I trained a XGBClassifier for my classification problem and did Hyper-parameter tuning over huge grid(probably tuned every possible parameter) using optuna. While testing, change of random_state changes model performance metrics (roc_auc/recall/precision), feature_importance and even model predictions (predict_prob).

  1. What does this tell me about my data?

Since I have to take this model in production, how should I tackle this for model to be more robust?

  1. Stay with one random_state (say default 0) which we use during cross_validation and use it on out-of-sample as well.
  2. During cross_validation, on top of each param_combination, run few random_state(say 10) and take avg model performance.
dgomzi
  • 106
  • 1
  • 14
  • Do you subsample while training? If that's the case you will of course randomly pick different variables according to the different seed you choose. This might also be hinted by the different importance results. – CAPSLOCK Dec 13 '19 at 08:47
  • Yes subsample is one of parameters to optimize. How should we tell our model is robust even with all this randomness? – dgomzi Dec 13 '19 at 09:05

3 Answers3

1

These are my two cents. Take the answer with a grain of salt.

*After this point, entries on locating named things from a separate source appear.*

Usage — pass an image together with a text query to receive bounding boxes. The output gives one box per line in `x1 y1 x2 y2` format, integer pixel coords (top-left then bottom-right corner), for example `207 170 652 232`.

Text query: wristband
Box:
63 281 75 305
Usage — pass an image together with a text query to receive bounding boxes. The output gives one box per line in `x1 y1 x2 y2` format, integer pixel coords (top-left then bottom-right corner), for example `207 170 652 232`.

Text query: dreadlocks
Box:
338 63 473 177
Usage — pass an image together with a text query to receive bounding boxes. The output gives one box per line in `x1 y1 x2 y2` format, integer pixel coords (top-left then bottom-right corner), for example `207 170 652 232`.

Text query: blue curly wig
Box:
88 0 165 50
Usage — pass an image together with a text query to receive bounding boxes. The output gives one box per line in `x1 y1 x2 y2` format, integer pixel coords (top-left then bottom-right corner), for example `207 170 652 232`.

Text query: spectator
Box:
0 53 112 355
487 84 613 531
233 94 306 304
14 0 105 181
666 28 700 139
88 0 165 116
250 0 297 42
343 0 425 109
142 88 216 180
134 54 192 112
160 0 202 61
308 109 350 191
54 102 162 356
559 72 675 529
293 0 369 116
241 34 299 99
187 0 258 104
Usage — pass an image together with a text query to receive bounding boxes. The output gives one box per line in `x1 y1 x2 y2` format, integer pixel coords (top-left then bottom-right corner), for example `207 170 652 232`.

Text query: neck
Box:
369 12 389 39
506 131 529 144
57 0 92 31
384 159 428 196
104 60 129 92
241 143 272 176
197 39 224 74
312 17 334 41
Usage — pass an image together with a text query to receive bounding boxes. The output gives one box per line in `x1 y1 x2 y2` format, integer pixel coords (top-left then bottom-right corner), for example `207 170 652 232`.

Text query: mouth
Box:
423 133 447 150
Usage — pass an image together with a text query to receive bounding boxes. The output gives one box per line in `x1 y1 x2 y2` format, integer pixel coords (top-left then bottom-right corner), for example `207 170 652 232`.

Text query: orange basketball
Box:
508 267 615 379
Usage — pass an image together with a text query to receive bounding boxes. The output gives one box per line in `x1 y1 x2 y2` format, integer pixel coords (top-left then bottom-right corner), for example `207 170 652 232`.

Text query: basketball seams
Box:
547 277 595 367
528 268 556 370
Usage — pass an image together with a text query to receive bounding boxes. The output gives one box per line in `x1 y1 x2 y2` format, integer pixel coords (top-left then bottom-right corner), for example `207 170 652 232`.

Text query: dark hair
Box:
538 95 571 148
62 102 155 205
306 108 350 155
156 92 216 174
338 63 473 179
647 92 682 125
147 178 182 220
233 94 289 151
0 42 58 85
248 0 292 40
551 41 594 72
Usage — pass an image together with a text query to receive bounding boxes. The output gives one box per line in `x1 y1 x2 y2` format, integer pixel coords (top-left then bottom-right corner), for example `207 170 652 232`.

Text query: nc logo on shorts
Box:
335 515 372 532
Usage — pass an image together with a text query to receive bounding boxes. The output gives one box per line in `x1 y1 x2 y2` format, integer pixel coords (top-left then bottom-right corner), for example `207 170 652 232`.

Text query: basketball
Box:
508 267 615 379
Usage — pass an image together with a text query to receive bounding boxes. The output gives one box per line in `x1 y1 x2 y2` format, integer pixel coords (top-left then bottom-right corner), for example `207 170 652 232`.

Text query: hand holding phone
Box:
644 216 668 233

The XGB classifier is a boosting algorithm, which naturally depends on randomness (so is a Random Forest for example). Hence, changing seed will inherently change the training of the model and its output.
Different seeds will also change the CV splits and alter further the results.

Further, boosting aims to reduce variance as it uses multiple models (bagging) and at the same time it reduces bias as it trains each subsequent model based on the previous models' errors (the boosting part). However, boosting models can, in principle, overfit.
In fact, if your base learner is not weak it will easily overfits the data and there won't be any residuals or errors for the subsequent models to build upon.

Now, for your problem, you should first verify that you are not overfitting your model to the data.

Then you might want to fix a certain number of seeds (you still want to be able to reproduce the results so it's important to fix them) and average the results obtained across the seeds.

CAPSLOCK
  • 6,243
  • 3
  • 33
  • 56
  • hi i have fixed random_state in xgbclassifier but each time i run my accuracy is different, i fix random state for cv in stratifiedkfold as well as train test split. Is there anything i am not fixing? – Maths12 Feb 04 '22 at 12:15
1

I tend to think if the model is sensitive to the random seed, it isn't a very good model. With XGB can try and add more estimators - that can help make it more stable.

For any model with a random seed, for each candidate set of parameter options (usually already filtered to a shortlist of candidate), I tend to run a bunch of repeats on the same data for different random seeds and measure the difference in the output. I expect the evaluation metric standard deviation to be small (relative to mean), and the overlap of the predictions in each class to be very high. If either of these is not the case I don't accept the model. If it is the case, I simply pick one of the candidate models at random - it should not matter what the random seed is!

I still record the random seed used - this is still needed to recreate results!

Ken Syme
  • 3,532
  • 2
  • 17
  • 19
0

random_state parameter just helps in replicating results every time you run your model. Since you are using cross_validation, assuming it is k-fold, then all your data will go into train and test and the CV score will be anyways average of the number of folds you decide. I believe you can set on any random_state and quote the results from CV.